Tempo fa ero andato a sentire un concerto in ricordo del maestro Franco Battiato, autore che ascolto con insistenza e dedizione. Venerdì scorso, prima di andare a lezione, leggendo le notizie di giornata – un po’ su testate di riferimento e un po’ su ciò che l’algoritmo mi suggerisce – mi è capitato sott’occhio una notizia che di notiziabile non ha nulla, se non fosse che me ne innamoro subito. Annuncia una data imminentissima a Roma dello spettacolo “Torneremo ancora” di Cristicchi e Amara sul Battiato mistico e pensatore. In due minuti l’ultimo biglietto disponibile è mio, alla faccia della sindrome da shopping compulsivo. Direi che è facile farmi cadere nel giogo della pubblicità…. Che giogo piacevole talvolta!
Lo spettacolo è una meraviglia, mi commuovo e per la prima volta avverto un interprete che si sintonizza con la sensibilità del maestro e ne diventa strumento. Si inizia con alcuni canti spiritualisti, qualcosa in aramaico e altre lingue antiche. Suoni primitivi, strumenti meditativi e melodie viscerali: l’atmosfera è comunque sempre autentica, mai esagerata, mai forzata. Simone Cristicchi è un uomo di teatro, lo si vede che in televisione un po’ soffre. Fra le assi cigolanti del palco invece è un mostro gentile, un uomo nel suo posto naturale.
Capire Battiato non è semplice: ci sono vari livelli di lettura. Ad un primo livello, superficiale e semplicistico, si sovrappone sullo stesso testo e spartito un paradigma più profondo ed ampio, frutto della ricerca personale di Battiato e del suo incommensurabile anelito verso il Divino. Rifugge le definizioni, non etichetta e incasella il trascendente, non lo imprigiona in una religione… lo ama e basta. Comprensibile che il suo approccio possa essere d’esempio fino ad un certo punto se uno la domenica recita il Credo, ma la vera cifra sconvolgente del maestro è unire i due livelli e rendere pop la più complessa ricerca spirituale.
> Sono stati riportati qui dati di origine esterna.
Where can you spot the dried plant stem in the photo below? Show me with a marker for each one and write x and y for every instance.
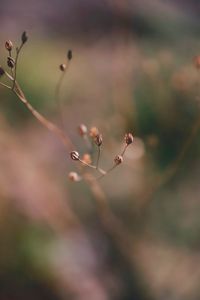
(5, 85)
(57, 94)
(98, 157)
(44, 121)
(16, 61)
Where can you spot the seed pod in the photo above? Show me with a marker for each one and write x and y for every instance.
(118, 159)
(82, 130)
(73, 176)
(87, 158)
(128, 138)
(8, 45)
(69, 54)
(10, 62)
(94, 132)
(62, 67)
(24, 37)
(98, 140)
(196, 61)
(2, 72)
(74, 155)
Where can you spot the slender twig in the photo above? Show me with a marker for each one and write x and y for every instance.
(16, 61)
(57, 93)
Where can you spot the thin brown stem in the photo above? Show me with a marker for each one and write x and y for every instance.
(57, 94)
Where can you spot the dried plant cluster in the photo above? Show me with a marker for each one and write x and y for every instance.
(92, 136)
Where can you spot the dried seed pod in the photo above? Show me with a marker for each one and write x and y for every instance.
(24, 37)
(82, 130)
(196, 61)
(69, 54)
(128, 138)
(74, 155)
(8, 45)
(62, 67)
(10, 62)
(118, 159)
(94, 132)
(2, 72)
(73, 176)
(98, 140)
(87, 158)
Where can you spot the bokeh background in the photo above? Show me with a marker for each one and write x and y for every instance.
(133, 70)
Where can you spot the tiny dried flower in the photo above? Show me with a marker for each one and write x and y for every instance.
(128, 138)
(8, 45)
(82, 130)
(62, 67)
(24, 37)
(87, 158)
(73, 176)
(118, 159)
(94, 132)
(74, 155)
(98, 140)
(2, 72)
(196, 61)
(69, 54)
(10, 62)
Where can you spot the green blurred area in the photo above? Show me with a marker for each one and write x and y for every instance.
(142, 80)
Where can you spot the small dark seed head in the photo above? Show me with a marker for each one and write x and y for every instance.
(24, 37)
(69, 54)
(82, 130)
(8, 45)
(74, 155)
(2, 72)
(98, 140)
(128, 138)
(10, 62)
(118, 159)
(73, 176)
(62, 67)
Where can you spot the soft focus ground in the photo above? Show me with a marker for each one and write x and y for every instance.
(138, 76)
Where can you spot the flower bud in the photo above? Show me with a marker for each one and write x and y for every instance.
(118, 159)
(94, 132)
(24, 37)
(98, 140)
(10, 62)
(87, 158)
(128, 138)
(82, 129)
(73, 176)
(2, 72)
(62, 67)
(74, 155)
(196, 61)
(69, 54)
(8, 45)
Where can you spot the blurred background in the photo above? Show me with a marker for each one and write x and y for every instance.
(133, 70)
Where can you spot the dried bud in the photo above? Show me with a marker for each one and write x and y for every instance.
(8, 45)
(24, 37)
(128, 138)
(73, 176)
(82, 130)
(87, 158)
(69, 54)
(196, 61)
(2, 72)
(118, 159)
(98, 140)
(74, 155)
(94, 132)
(62, 67)
(10, 62)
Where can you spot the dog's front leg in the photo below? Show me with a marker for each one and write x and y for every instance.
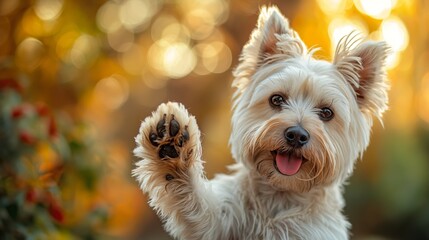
(171, 172)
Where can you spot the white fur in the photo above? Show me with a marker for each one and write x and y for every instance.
(256, 201)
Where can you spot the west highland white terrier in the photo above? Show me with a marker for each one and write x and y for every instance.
(298, 126)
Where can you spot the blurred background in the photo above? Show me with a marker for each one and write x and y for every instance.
(77, 77)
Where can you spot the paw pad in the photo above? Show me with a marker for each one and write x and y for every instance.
(169, 142)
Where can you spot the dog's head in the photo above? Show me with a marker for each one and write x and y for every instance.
(297, 121)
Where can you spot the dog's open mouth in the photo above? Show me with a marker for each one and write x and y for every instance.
(288, 163)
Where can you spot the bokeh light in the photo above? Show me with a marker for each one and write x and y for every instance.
(331, 7)
(108, 64)
(378, 9)
(48, 10)
(112, 91)
(395, 33)
(423, 98)
(29, 54)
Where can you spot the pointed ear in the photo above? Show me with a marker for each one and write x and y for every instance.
(364, 68)
(272, 39)
(271, 24)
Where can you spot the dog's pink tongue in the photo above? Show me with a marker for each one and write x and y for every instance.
(288, 164)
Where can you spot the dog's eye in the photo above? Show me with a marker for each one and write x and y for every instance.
(277, 100)
(326, 114)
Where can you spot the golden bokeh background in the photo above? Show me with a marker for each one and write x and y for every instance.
(110, 63)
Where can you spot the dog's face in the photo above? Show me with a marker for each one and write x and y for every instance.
(299, 122)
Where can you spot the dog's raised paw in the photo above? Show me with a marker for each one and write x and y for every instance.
(168, 135)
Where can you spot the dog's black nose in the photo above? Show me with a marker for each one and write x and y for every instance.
(296, 136)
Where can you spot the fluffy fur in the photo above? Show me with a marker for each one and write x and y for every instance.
(258, 201)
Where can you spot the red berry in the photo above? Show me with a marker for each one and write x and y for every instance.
(27, 138)
(10, 83)
(56, 212)
(17, 112)
(42, 109)
(31, 195)
(52, 127)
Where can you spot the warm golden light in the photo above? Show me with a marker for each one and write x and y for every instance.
(112, 91)
(48, 10)
(395, 33)
(200, 22)
(423, 99)
(179, 60)
(107, 17)
(392, 60)
(214, 57)
(378, 9)
(339, 27)
(333, 6)
(29, 54)
(84, 51)
(120, 40)
(134, 13)
(133, 60)
(172, 59)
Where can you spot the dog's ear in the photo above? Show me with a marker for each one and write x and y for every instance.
(364, 68)
(271, 40)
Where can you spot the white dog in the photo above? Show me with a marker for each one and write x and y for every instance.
(298, 126)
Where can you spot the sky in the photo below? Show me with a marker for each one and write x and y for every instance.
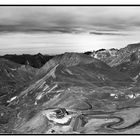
(57, 29)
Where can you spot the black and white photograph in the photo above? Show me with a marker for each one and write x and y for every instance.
(69, 69)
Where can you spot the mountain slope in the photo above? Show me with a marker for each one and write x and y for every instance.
(66, 87)
(13, 78)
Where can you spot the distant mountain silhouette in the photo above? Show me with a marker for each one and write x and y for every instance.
(36, 61)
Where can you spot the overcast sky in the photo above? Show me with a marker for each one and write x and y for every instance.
(105, 18)
(107, 21)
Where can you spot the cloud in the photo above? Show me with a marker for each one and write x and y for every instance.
(54, 18)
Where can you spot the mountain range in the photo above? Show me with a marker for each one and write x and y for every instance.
(72, 93)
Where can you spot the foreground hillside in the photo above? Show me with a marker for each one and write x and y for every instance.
(13, 78)
(74, 94)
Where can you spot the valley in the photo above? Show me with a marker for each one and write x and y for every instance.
(72, 93)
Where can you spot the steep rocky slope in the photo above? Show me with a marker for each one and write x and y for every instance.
(13, 78)
(66, 92)
(37, 60)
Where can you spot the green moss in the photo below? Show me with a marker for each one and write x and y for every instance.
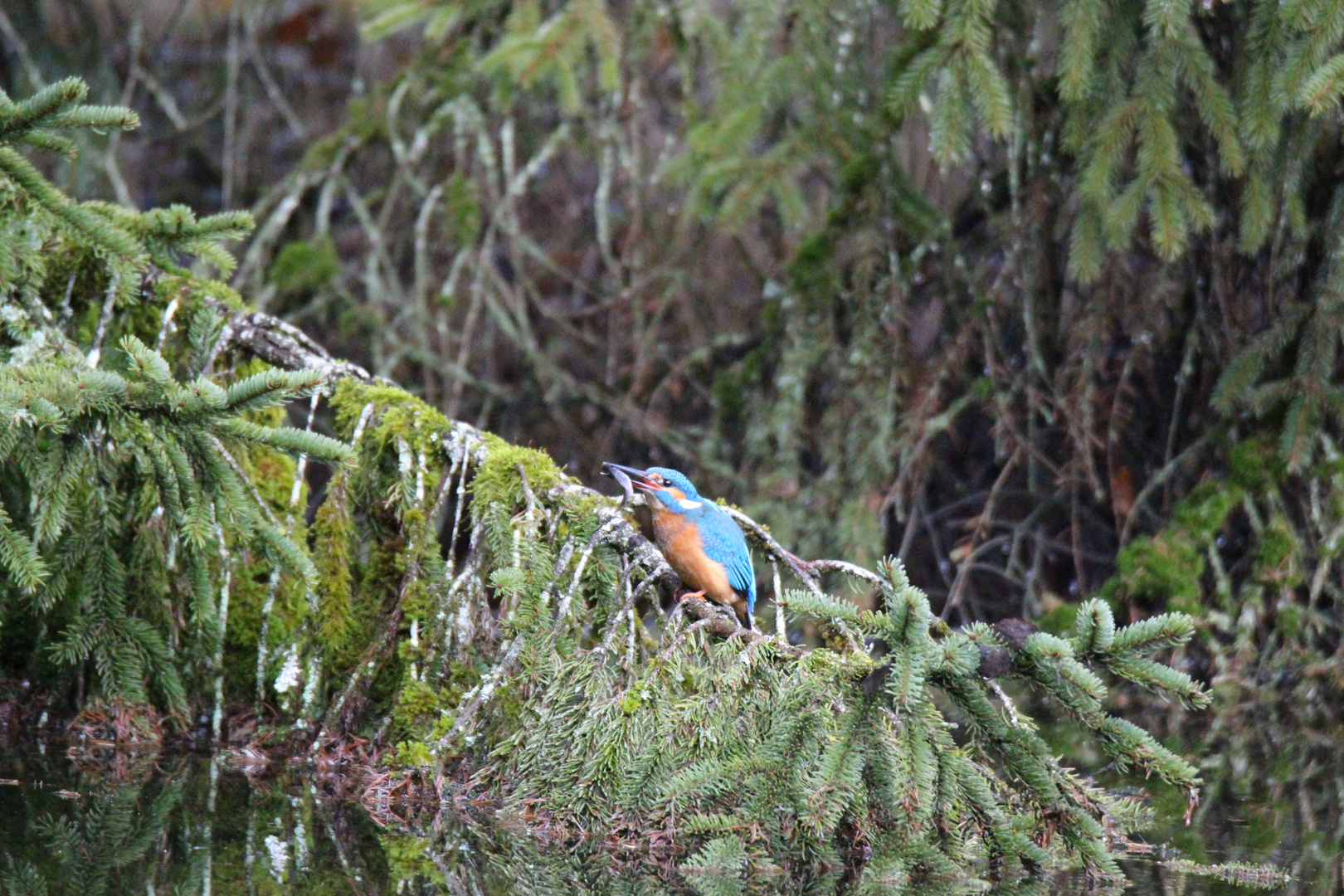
(498, 479)
(1277, 555)
(304, 266)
Sempre con tatto, senza gettare perle ai porci, Battiato è modello come uomo in ricerca, in un mondo in cui il desiderio trascendentale viene puntualmente soffocato da qualsivoglia stimolo effimero. E il bello è che ci illudiamo che ci basti. Battiato no, sa che non basta, e ce lo canta in tutte le lingue; dall’arabo all’aramaico passando per un improbabile dialetto siculo inventato.
Come il maestro, anche Cristicchi è padrone di quella sensibilità che lo rende delicato e profondo: un testimone raccolto, un omaggio perfetto. E il pubblico, in piedi, lo capisce e applaude in lacrime.